As said before, the dial design of the C60 Trident Pro borrows from Rolex GMT Masters and Submariners, but adds some unique elements, giving it a distinct personality. Starting with the primary index, you have a series of applied rectangles at 3, 6, 9 and 12 and circles for the other hours. This gives the dial an immediate Sub-look, but the proportions of the circles and rectangles are quite different. There is also a double rectangle at 12, rather than the usual triangle. The applied markers are very nicely executed, each having a bit of polished steel around a white center that catches light nicely.
Around the very perimeter of the dial is a seconds/minutes index with small white hash marks. The lines are printed to a precision of 1/5th a second, which ties into the sweep of the seconds hand. Every 5 minutes is a small lume dot, which gives it a sort of vintage tritium dot look. One detail here that stands out is how the rectangular markers of the dial break into this index, giving the dial a bit of a crosshair look. I happen to like how this off sets the circular markers, which are further in towards the center.
The most interesting facet of the design, one that really distinguishes this watch and gives it a unique presence, is the pattern on the face itself. Instead of being a flat matte black, the dial has a series of wavy lines covering it. This bit of texture plays with light very nicely, and adds a bit of depth and intrigue to the dial. This is a level of detailing you don’t find too often in this price range, so it’s a real value adder. It’s also simply very attractive.
The bezel insert also adds some unique flavor to the watch. It’s an aluminum insert with markings that are reminiscent of Submariners, with long lines and numerals alternating. The first fifteen minutes is broken down to just lines every five and small dots for the minutes in between. Since it is an aluminum insert, the markers are actually gaps through the color showing the metal underneath. At 0/60 is a triangular marker with a molded lume pearl or pip.
The greatest feature here is the olive green “khaki” color (khaki in England and the US are defined a bit differently, it would seem). It’s not a color that I’ve ever seen used on a watch bezel before, and it’s truly gorgeous. It’s a dark green with bronzy undertones that looks like it was selected from a cutting of camo. It works beautifully with the dial underneath and adds an edge to the overall aesthetic that wouldn’t otherwise be there.
At just past 4 is a rectangular date window showing the black on white date. The window has a metal border, which gives it a similar look to one of the applied markers while also emphasizing it more. I find the implementation of the date to be pretty disruptive to the dial. On Subs and GMTs, the date is always at 3. While I understand wanting to separate the designs, having the date off center throws the balance of the dial. The window, which replaces the 4 o’clock marker, is also not exactly where 4 should be (it’s closer to 5), so it just feels awkward. It’s also further towards the center than the circular markers, which is due to the size of the movement, but that makes it feel like it’s just floating off. As convenient as it is to have a date, I would rather they had forgone it entirely to keep the symmetry and layout consistent or at least offered a no date option.

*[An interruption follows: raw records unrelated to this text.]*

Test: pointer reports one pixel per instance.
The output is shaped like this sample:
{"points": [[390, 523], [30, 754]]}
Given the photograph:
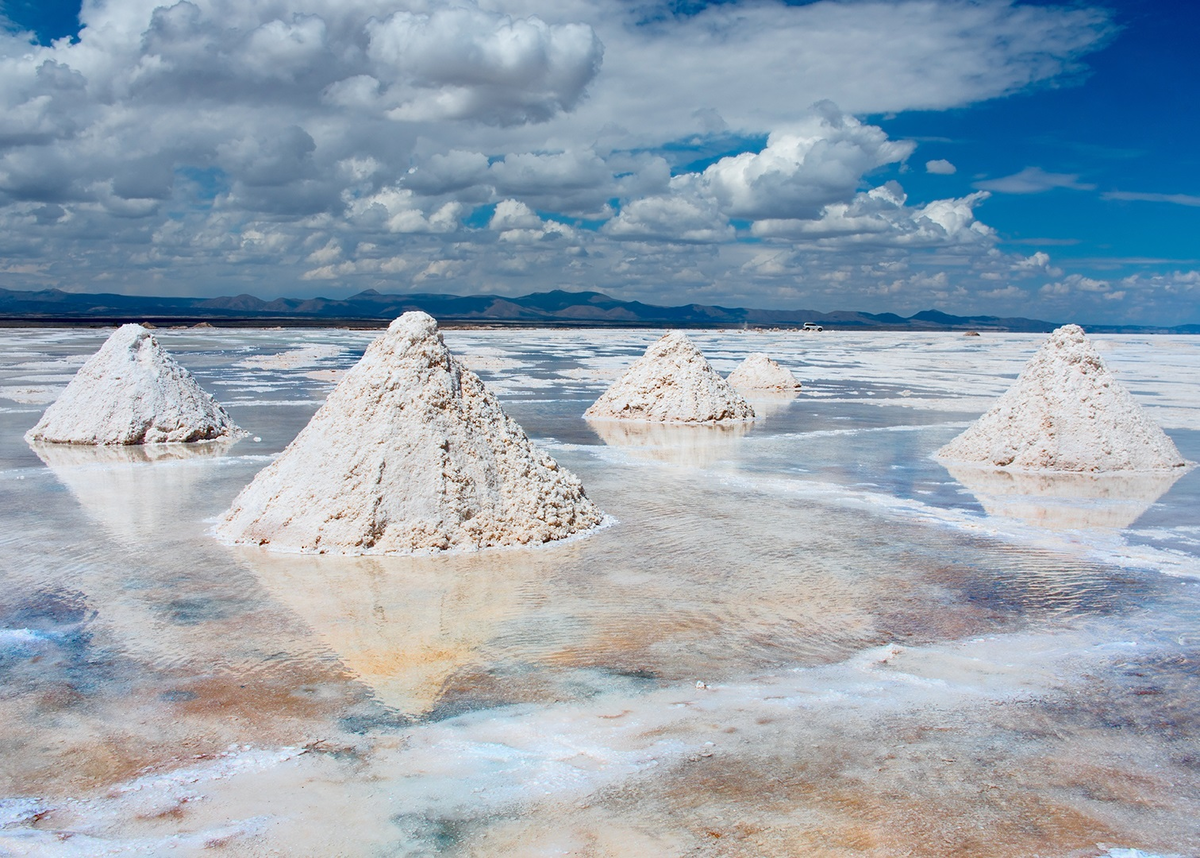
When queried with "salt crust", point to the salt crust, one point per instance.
{"points": [[409, 453], [671, 383], [759, 375], [131, 391], [1066, 412]]}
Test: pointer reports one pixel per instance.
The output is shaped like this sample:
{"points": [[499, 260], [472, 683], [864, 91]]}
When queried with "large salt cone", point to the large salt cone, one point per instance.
{"points": [[409, 453], [131, 391], [671, 383], [1066, 501], [760, 376], [1068, 413]]}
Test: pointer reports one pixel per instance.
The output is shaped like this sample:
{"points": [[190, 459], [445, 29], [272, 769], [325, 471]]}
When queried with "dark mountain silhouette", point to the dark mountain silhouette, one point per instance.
{"points": [[557, 307]]}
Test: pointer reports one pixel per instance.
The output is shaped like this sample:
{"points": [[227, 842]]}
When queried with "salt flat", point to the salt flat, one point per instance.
{"points": [[801, 637]]}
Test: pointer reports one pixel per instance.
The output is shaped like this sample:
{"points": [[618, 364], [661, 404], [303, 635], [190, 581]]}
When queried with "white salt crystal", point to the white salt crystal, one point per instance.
{"points": [[409, 453], [1066, 412], [671, 383], [131, 391], [761, 375]]}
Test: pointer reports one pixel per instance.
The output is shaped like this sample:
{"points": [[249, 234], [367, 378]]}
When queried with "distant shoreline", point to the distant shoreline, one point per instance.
{"points": [[450, 323], [556, 310]]}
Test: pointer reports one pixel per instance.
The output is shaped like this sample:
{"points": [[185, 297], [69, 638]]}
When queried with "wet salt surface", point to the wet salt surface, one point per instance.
{"points": [[891, 661]]}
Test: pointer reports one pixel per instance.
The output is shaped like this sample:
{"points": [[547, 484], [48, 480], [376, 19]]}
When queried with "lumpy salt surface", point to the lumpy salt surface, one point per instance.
{"points": [[802, 635]]}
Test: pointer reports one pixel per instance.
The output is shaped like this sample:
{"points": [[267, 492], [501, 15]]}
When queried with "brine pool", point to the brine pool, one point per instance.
{"points": [[801, 637]]}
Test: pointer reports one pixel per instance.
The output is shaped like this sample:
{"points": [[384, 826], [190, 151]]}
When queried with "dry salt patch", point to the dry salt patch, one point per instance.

That hands of the C60 are quite a departure from the Rolex source material, yet work very well with the overall style of the watch. The hour and minute hands are both classically shaped, but have a sort of art deco twist in the form of tapering elongated tip. The hour hand then lightly refers to the Mercedes hand by being shorter and largely circular, though it lacks the triangular cross. The minute hand is then a large roman sword shape, which is quite different than what you’d find on Sub. The second hand is a long thin steel stick with a red tip and a trident on the opposite side. I quite like the trident, it is unique, reinforces the branding of the line and ties in with the waveform on the dial.
The C60 features lume on the hands, applied markers, small dots on the outer index and the bezel pearl. The lume pearl features green lume, while everything else has blue. Unfortunately, I found the quality to be very disappointing. Under direct charge from a UV flashlight, the pearl glows brightly, though it fades quickly, the hands glow medium strength also fading fast, and the dial barely glows. On the dial the small markers on the edge glow brightest, while the applied markers, despite their size, hardly glow at all. Considering this is a dive watch from a reputable brand, not to mention the quality of lume we’ve seen on cheaper dive watches made in Asia, I was very surprised by this. This doesn’t ruin the watch as ultimately it is a style piece with some dive specs, but I think it limits its potential greatly.